Abstract

In this paper, we present a parallel framework based on MPI for a large dataset to extract power spectrum features of EEG signals so as to improve the speed of brain signal processing. At present, the Welch method has been wildly used to estimate the power spectrum. However, the traditional Welch method takes a lot of time especially for the large dataset. In view of this, we added the MPI into the traditional Welch method and developed it into a reusable master-slave parallel framework. As long as the EEG data of any format are converted into the text file of a specified format, the power spectrum features can be extracted quickly by this parallel framework. In the proposed parallel framework, the EEG signals recorded by a channel are divided into N overlapping data segments. Then, the PSD of N segments are computed by some nodes in parallel. The results are collected and summarized by the master node. The final PSD results of each channel are saved in the text file, which can be read and analyzed by Microsoft Excel.

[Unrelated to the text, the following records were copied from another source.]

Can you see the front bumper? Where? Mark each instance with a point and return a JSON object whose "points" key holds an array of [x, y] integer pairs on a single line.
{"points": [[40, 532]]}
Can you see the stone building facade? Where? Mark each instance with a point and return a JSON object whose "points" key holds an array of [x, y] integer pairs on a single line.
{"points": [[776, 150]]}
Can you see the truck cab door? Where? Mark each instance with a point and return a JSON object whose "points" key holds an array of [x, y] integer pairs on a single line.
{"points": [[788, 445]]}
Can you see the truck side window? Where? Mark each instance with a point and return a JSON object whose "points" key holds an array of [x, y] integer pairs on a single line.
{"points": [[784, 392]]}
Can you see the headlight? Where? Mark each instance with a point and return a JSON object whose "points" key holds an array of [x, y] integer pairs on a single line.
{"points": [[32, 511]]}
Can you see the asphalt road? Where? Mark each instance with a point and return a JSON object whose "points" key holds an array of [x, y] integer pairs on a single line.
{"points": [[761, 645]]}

This framework can be implemented not only on the clusters but also on the desktop computer. In the experiment, we deploy this framework on a desktop computer with a 4-core Intel CPU. It took only a few minutes to extract the power spectrum features from the 2.85 GB EEG dataset, seven times faster than using Python. This framework makes it easy for users, who do not have any parallel programming experience in constructing the parallel algorithms to extract the EEG power spectrum.

1. Introduction

EEG is a recorded signal of electrical activity of the brain, which is collected from the scalp through electrodes. The application of EEG has important practical value in medical treatment, military, sports, and the intelligence fields, which has been widely recognized by all the researchers. So far, scientists from various disciplines have achieved good results in this field. For instance, scientists from American Wadsworth Centre help the paralyzed people input 36 characters via signals instead of using their own fingers. These signals correspond to specific brain activity. In China, scientists from Tsinghua University have designed an automatic dialling system. The system is connected to the computer for real-time dialling by interpreting the thinking mode of the brain as corresponding numbers [16]. The research of pattern recognition of the EEG signal includes the following steps: data collection, data storage, data processing, data classification, and recognition as shown in Figure 1.


Figure 1 
Steps of pattern recognition of the EEG signal.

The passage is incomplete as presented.